Zur zweiten Halbzeit versuchte es der Trainer mit einem zweiten Stürmer. Für den erneut gelb verwarnten Fernandes brachte er André Silva. Die Eintracht griff nun weiter vorn an und eröffnete dem Gegner damit immer wieder Konterchancen. Mamba und Zolinski vergaben nach knapp einer Stunde zwei dicke Gelegenheiten zum 3:0. Und die Frankfurter? Zwei harmlose Kopfbälle von Dost, keine echte Torchance. Der einzige Frankfurter, der halbwegs versuchte, Druck auszuüben, war Filip Kostic. Doch der Flügelstürmer konnte einem in einer harm- und hilflosen Mannschaft nur noch leid tun.

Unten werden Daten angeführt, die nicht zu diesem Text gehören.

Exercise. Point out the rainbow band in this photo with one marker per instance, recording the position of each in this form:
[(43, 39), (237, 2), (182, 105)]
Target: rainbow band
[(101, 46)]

Und dann plötzlich, eine Viertelstunde vor dem Ende, gelang der Eintracht ein einziger vernünftiger Angriff. N´Dicka spielte sich am linken Flügel im Doppelpass mit Silva durch, flankte nach innen und Dost drückte den Ball über die Linie. Die besseren Chancen danach hatte die Paderborner, doch Wiedwald konnte einige Male parieren. Für die Eintracht hatte drei Minuten vor dem Ende Da Costa den Ausgleich auf dem Fuß, schoss aber drüber.